A Complete Anytime Algorithm for Treewidth

TL;DR

This paper introduces QuickBB, a novel branch and bound algorithm for computing graph treewidth that outperforms previous methods in efficiency and provides better bounds, especially on complex graphs.

Contribution

The paper presents a new algorithm called QuickBB with innovative pruning and propagation techniques, and a new lower bound method called minor-min-width, advancing treewidth computation.

Findings

QuickBB outperforms existing algorithms in CPU time on benchmark graphs.

QuickBB provides improved upper bounds on treewidth for complex graphs.

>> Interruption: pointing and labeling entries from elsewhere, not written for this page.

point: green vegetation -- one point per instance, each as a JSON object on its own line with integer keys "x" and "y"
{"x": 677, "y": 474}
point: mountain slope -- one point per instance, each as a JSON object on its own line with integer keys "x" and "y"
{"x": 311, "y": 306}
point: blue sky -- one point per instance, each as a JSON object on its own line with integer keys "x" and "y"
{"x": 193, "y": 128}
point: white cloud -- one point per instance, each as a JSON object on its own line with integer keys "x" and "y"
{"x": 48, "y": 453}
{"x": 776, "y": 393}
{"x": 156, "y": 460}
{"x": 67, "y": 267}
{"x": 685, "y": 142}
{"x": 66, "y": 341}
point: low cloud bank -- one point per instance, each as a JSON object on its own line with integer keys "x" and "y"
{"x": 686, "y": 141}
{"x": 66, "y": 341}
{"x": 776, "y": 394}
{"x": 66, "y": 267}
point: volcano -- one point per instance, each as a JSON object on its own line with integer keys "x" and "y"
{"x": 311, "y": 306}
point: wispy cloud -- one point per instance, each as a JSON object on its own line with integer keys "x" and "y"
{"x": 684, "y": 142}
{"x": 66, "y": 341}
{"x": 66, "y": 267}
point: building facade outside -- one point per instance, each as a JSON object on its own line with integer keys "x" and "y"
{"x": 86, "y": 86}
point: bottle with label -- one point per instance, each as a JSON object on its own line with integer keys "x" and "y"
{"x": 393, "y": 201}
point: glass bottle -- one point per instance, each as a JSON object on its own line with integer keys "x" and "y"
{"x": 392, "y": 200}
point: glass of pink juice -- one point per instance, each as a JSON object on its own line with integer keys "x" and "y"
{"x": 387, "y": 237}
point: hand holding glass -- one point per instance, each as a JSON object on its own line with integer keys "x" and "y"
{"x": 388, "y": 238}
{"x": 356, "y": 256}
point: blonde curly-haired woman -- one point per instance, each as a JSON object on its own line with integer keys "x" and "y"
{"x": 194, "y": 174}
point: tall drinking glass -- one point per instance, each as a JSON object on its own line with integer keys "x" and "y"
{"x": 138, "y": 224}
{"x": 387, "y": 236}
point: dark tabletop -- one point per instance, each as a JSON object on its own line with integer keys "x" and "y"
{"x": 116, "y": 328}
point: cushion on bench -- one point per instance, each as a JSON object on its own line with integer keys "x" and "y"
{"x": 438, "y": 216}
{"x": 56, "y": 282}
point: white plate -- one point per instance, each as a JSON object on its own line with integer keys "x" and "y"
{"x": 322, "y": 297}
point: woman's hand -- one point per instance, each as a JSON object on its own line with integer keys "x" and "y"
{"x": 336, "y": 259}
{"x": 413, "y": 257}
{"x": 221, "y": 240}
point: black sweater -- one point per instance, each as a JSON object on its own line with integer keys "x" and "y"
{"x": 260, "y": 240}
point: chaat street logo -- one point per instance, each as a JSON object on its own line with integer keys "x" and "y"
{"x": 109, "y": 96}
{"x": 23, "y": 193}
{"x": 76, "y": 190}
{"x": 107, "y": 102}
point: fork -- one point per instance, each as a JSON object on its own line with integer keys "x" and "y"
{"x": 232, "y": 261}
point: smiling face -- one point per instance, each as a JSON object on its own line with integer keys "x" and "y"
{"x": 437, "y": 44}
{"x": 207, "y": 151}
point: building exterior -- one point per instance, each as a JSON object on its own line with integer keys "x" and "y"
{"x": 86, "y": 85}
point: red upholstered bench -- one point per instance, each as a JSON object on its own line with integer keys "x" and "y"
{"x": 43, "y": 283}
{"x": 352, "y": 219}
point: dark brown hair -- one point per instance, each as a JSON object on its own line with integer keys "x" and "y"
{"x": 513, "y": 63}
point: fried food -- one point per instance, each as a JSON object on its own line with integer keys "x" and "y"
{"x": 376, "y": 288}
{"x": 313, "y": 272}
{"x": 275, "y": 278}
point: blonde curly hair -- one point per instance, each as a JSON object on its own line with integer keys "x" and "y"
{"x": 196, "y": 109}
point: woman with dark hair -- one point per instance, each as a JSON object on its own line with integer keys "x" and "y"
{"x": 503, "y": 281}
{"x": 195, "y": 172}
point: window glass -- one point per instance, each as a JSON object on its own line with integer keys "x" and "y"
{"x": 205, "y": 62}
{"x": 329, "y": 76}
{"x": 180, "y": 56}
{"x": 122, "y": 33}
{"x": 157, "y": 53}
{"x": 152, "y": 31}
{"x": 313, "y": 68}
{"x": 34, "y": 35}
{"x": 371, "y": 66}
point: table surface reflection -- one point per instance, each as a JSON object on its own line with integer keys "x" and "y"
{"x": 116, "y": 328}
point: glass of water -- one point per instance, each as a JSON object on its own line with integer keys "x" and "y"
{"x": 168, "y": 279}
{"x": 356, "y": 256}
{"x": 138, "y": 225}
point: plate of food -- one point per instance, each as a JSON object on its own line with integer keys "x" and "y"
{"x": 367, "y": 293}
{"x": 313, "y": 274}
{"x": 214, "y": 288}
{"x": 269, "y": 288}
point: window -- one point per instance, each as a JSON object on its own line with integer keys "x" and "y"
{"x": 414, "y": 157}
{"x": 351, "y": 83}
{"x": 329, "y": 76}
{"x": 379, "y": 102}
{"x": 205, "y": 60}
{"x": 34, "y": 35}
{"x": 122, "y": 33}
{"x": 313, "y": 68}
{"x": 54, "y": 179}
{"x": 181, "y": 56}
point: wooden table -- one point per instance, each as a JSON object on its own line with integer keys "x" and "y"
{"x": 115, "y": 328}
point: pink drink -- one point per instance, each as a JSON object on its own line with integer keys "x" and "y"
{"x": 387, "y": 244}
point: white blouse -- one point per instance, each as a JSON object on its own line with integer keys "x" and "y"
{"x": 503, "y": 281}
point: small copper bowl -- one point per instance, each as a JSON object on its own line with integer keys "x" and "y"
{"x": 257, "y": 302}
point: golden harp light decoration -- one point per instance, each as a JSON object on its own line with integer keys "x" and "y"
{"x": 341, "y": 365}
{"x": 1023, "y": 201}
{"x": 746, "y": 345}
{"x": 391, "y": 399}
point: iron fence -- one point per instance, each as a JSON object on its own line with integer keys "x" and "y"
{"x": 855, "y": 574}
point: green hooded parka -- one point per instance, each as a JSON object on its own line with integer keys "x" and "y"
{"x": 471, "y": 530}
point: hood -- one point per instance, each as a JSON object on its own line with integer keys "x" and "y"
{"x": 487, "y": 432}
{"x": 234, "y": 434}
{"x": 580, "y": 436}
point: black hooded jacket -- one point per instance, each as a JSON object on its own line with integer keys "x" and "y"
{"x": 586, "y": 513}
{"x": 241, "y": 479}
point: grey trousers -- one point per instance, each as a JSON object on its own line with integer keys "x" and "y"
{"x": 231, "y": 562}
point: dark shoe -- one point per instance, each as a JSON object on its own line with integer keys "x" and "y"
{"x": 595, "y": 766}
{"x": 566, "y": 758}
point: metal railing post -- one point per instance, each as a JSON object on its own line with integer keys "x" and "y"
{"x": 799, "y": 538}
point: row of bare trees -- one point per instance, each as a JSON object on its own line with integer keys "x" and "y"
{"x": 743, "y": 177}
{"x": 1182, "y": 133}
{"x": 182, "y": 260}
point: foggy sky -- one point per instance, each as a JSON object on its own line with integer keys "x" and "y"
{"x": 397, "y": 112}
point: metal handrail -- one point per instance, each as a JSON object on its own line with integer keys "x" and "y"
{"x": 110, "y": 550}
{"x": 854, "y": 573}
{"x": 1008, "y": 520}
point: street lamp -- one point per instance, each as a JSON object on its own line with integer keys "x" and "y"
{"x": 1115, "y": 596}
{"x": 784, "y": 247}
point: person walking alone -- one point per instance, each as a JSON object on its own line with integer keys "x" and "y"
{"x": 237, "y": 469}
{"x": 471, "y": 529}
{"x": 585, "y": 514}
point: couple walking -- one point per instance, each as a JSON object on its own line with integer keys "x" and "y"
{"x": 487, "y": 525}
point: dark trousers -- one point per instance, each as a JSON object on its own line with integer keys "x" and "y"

The minor-min-width lower bound enhances the efficiency of the branch and bound process.

Abstract

In this paper, we present a Branch and Bound algorithm called QuickBB for computing the treewidth of an undirected graph. This algorithm performs a search in the space of perfect elimination ordering of vertices of the graph. The algorithm uses novel pruning and propagation techniques which are derived from the theory of graph minors and graph isomorphism. We present a new algorithm called minor-min-width for computing a lower bound on treewidth that is used within the branch and bound algorithm and which improves over earlier available lower bounds. Empirical evaluation of QuickBB on randomly generated graphs and benchmarks in Graph Coloring and Bayesian Networks shows that it is consistently better than complete algorithms like QuickTree [Shoikhet and Geiger, 1997] in terms of cpu time. QuickBB also has good anytime performance, being able to generate a better upper bound on treewidth of some graphs whose optimal treewidth could not be computed up to now.